Featuring fresh takes and real-time analysis from HuffPost's signature lineup of contributors

John Blumenthal Headshot

Enough Already With LOL

Posted: Updated:

Emoticons and smiley faces are nauseating enough, but "LOL" really drives me nuts. Call me a curmudgeon, but whenever I see those three idiotic letters, I either cringe or FLTU (Feel Like Throwing Up.)

First of all, very few people laugh out loud, especially at Facebook entries, most of which, as we all know, are insufferably mundane and usually not even remotely humorous. One has to wonder why people feel compelled to inform their friends that "I put my shirt on backwards this morning! LOL." Or "I left a blueberry pie in the oven and it burned to a crisp! LOL."

Hilarious stuff right?

Then there are the many offshoots of LOL, such as LMAO (Laughing My Ass Off) or ROTFLMAO (Rolling On The Floor Laughing My Ass Off).
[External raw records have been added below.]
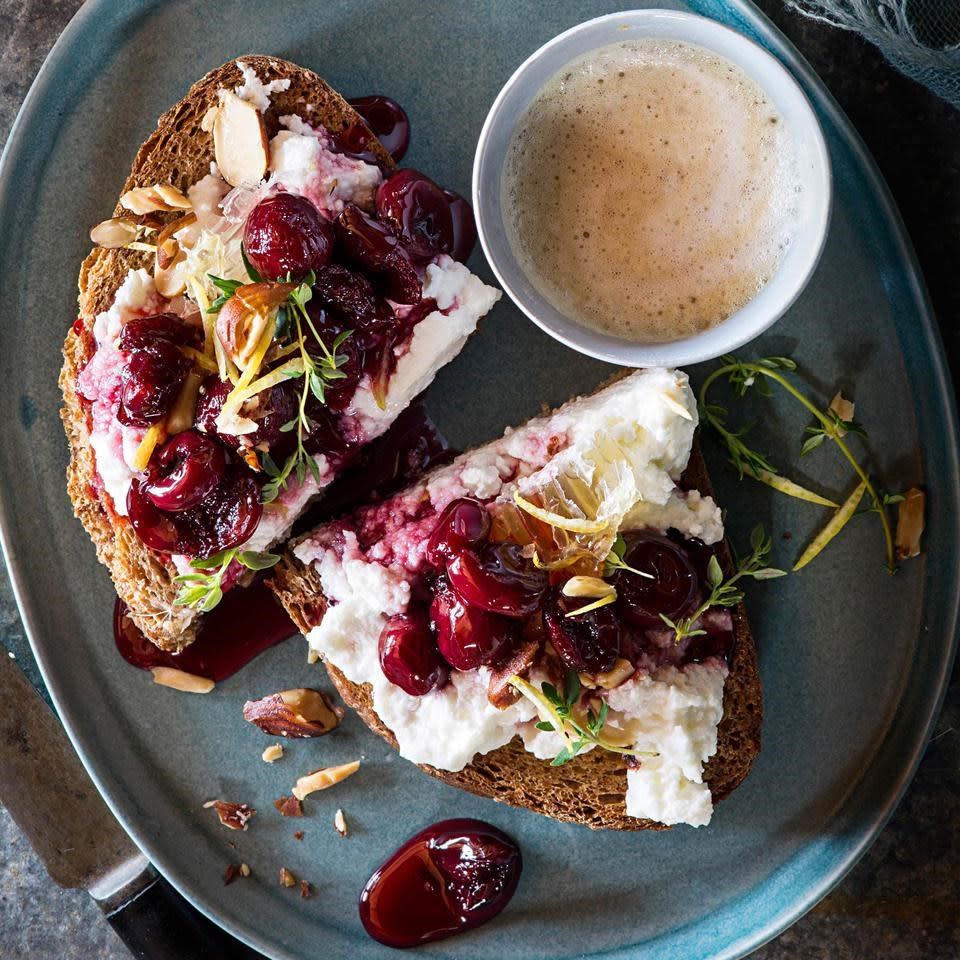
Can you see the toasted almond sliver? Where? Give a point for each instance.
(181, 680)
(910, 522)
(324, 778)
(272, 753)
(592, 587)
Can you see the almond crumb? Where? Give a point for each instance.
(236, 816)
(323, 778)
(289, 806)
(181, 680)
(272, 753)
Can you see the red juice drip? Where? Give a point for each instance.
(446, 879)
(244, 624)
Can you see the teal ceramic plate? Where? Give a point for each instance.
(853, 661)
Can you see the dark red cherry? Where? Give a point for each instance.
(142, 331)
(588, 642)
(464, 226)
(388, 120)
(497, 578)
(156, 529)
(463, 523)
(420, 212)
(673, 591)
(469, 637)
(185, 471)
(150, 381)
(352, 299)
(446, 879)
(408, 654)
(286, 234)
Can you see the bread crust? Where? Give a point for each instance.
(592, 789)
(177, 152)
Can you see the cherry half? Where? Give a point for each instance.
(185, 471)
(388, 120)
(673, 591)
(498, 578)
(469, 637)
(588, 642)
(286, 234)
(446, 879)
(408, 654)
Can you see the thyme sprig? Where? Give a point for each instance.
(203, 591)
(725, 593)
(556, 710)
(743, 376)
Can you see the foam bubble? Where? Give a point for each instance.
(650, 189)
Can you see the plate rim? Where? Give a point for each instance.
(750, 20)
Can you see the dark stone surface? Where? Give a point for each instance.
(902, 902)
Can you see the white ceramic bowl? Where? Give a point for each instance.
(813, 165)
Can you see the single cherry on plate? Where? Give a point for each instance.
(673, 589)
(498, 578)
(588, 642)
(388, 120)
(408, 654)
(469, 637)
(185, 471)
(451, 877)
(286, 234)
(463, 523)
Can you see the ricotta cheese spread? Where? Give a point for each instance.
(672, 713)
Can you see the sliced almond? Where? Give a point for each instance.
(910, 523)
(324, 778)
(272, 753)
(115, 232)
(160, 197)
(181, 680)
(301, 712)
(592, 587)
(240, 141)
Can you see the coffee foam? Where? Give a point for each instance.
(650, 190)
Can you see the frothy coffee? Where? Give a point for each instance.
(650, 190)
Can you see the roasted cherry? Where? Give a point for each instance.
(446, 879)
(673, 590)
(498, 578)
(420, 212)
(463, 523)
(150, 381)
(408, 654)
(464, 226)
(469, 637)
(588, 642)
(286, 234)
(388, 120)
(185, 471)
(225, 518)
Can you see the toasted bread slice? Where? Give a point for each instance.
(591, 789)
(179, 152)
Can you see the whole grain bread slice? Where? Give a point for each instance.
(591, 789)
(179, 152)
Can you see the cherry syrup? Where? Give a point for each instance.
(451, 877)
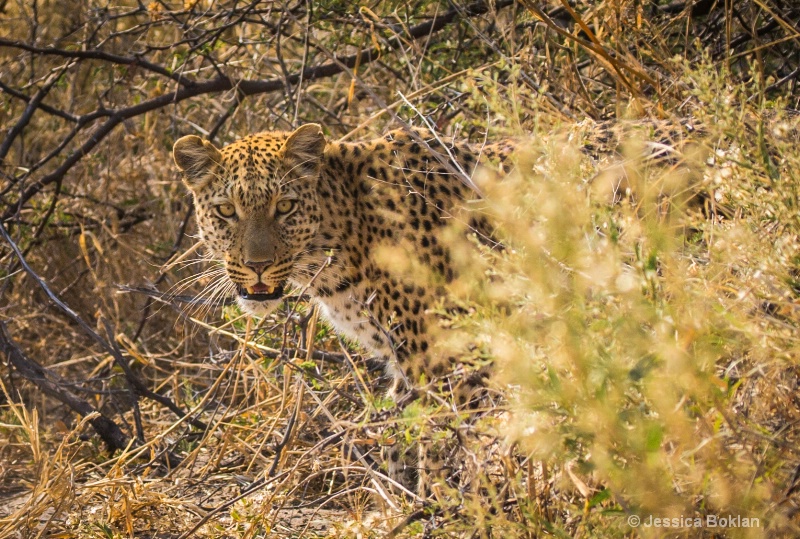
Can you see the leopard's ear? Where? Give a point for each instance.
(302, 151)
(195, 158)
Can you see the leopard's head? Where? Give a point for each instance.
(256, 206)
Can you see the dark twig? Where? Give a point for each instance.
(115, 353)
(54, 386)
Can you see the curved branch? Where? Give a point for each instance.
(135, 60)
(246, 87)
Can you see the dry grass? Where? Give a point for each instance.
(642, 320)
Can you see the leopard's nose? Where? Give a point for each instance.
(259, 266)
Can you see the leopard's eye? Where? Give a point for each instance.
(226, 210)
(285, 206)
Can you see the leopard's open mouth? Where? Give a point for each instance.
(261, 292)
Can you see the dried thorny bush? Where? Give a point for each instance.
(641, 314)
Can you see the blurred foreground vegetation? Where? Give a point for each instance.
(642, 317)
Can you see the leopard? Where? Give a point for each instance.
(292, 210)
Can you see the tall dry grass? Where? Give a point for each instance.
(642, 317)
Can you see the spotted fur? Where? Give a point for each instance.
(349, 201)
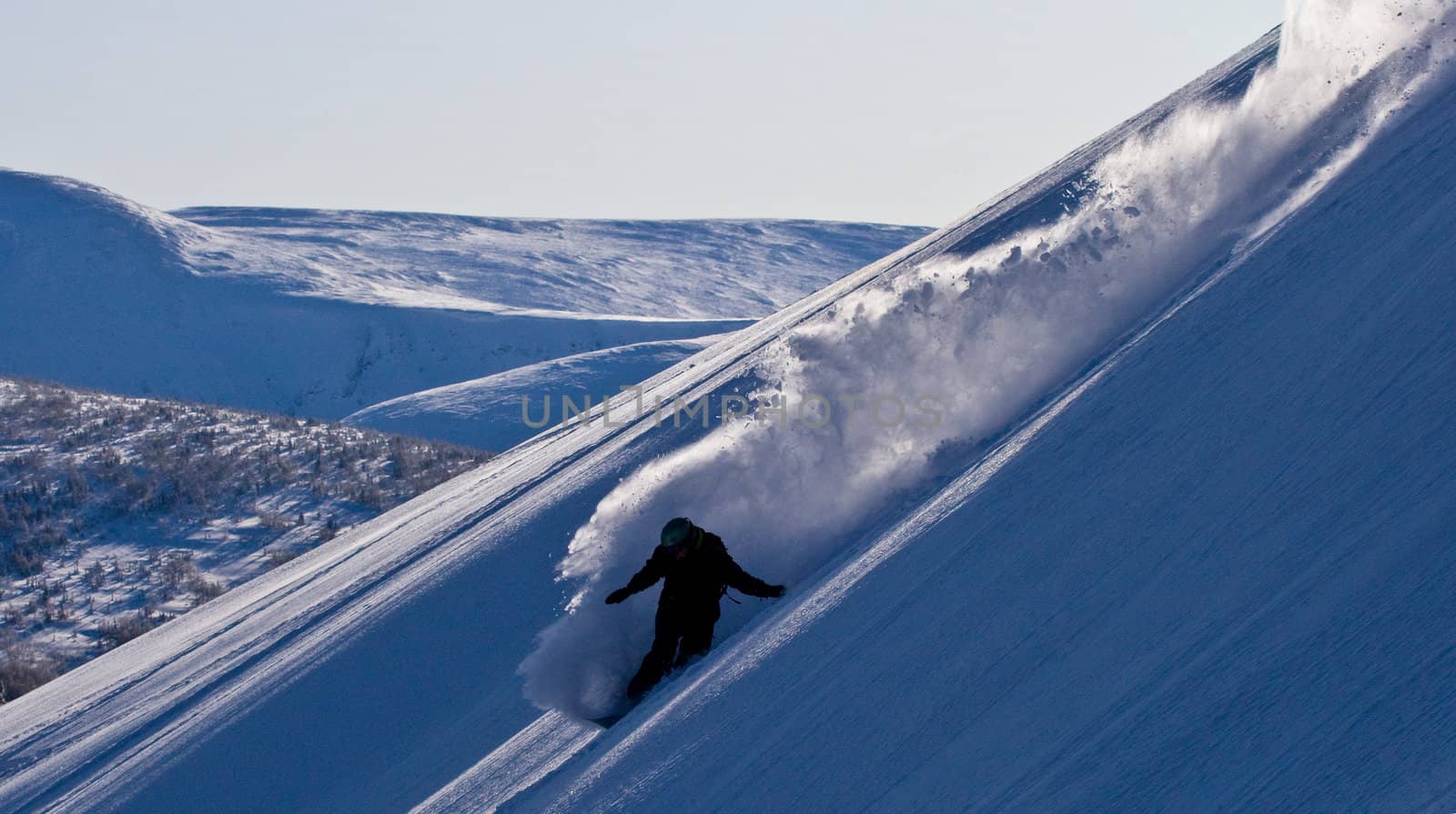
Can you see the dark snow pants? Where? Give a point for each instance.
(682, 634)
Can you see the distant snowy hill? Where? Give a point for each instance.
(673, 268)
(325, 314)
(500, 411)
(1176, 535)
(121, 513)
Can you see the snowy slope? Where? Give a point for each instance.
(371, 671)
(1031, 617)
(674, 268)
(325, 314)
(1213, 577)
(488, 412)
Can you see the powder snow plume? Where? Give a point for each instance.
(983, 337)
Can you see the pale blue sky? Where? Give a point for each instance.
(905, 113)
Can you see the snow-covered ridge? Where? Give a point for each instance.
(500, 411)
(1208, 576)
(645, 269)
(325, 314)
(278, 668)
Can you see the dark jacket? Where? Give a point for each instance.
(695, 574)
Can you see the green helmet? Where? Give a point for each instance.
(677, 530)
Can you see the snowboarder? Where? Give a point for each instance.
(695, 569)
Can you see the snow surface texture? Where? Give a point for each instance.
(1213, 577)
(1203, 577)
(488, 412)
(327, 314)
(983, 336)
(681, 269)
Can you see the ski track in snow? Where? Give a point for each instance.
(420, 617)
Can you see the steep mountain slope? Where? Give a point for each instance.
(325, 314)
(121, 513)
(373, 673)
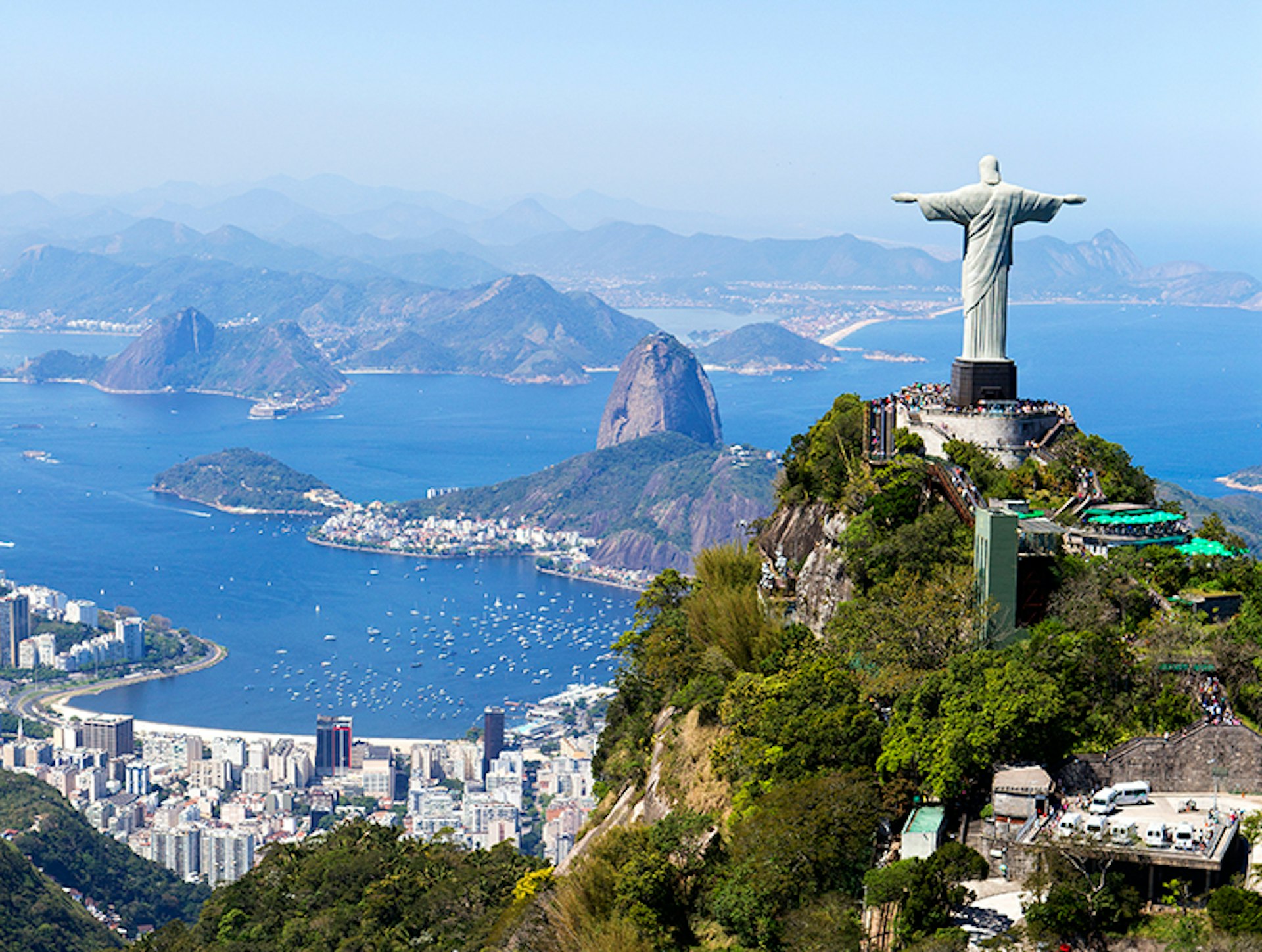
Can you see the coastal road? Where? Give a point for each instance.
(32, 702)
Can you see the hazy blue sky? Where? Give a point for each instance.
(798, 116)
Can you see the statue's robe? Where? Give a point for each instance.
(989, 215)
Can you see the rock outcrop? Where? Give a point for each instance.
(174, 352)
(185, 351)
(661, 389)
(802, 543)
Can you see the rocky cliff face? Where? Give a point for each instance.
(174, 352)
(806, 540)
(185, 351)
(661, 389)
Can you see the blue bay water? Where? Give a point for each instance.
(1179, 386)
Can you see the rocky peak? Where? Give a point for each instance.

Rolling on the floor? Seriously? Who does that? Nobody. Dogs roll on the floor when their backs itch. Insane people roll on the floor for reasons that only they comprehend. People who hurt themselves or have cardiac arrest sometimes roll on the floor. But nothing is that funny.

I think some of it stems from insecurity. In other words, many LOL abusers are not certain that others will find their words funny, so they feel the need to inform them that what they have just written should be taken in jest.

I find that insulting because it implies that I'm so stupid that people have to tell me what's funny.

It's also incredibly lazy. If you write something idiotic on Facebook and your friends feel like they should comment because you recently commented on their last idiotic entry, they'll take the easy way out and just write LOL because they can't think of anything to say.

This means that you're a far cry from laughing out loud and that LOL is even more bogus. You just want to make your friend know that you give a shit, which you really don't. It's nothing more than a feeble attempt at quid pro quo. You respond to me, I'll respond to you.

(Even lazier are those on Facebook who can't come up with anything halfway intelligent or amusing to write and haven't got the energy to even type three letters. These people just tap "like," so they'll go on record as having responded to something they may not have even read.)

Not that I do this very often, but I recently posted an entry on Facebook decrying the use of LOL, and suggesting that it be replaced by CTM (Chuckling To Myself), although even that is unwarranted 99 percent of the time, but at least it's somewhat less inane than LOL.

I received 37 comments and 14 "Likes." Some of the responses suggested alternatives such as LS (Lightly Snerkeling) and COASD (Choking On A Stale Donut), and SC (Smirking Cynically), and AAYJDI (Amazed At Your Jaw Dropping Idiocy and LAYNWY (Laughing At You Not With You.)

None of these solve the problem, but it's a start.

My favorite LOL story involves a friend of mine who for years thought LOL stood for Lots Of Love. She would use it to close many of her emails. God knows whether she ever received an email informing her that someone had passed away and responded with her heartfelt condolences, ending the email with LOL.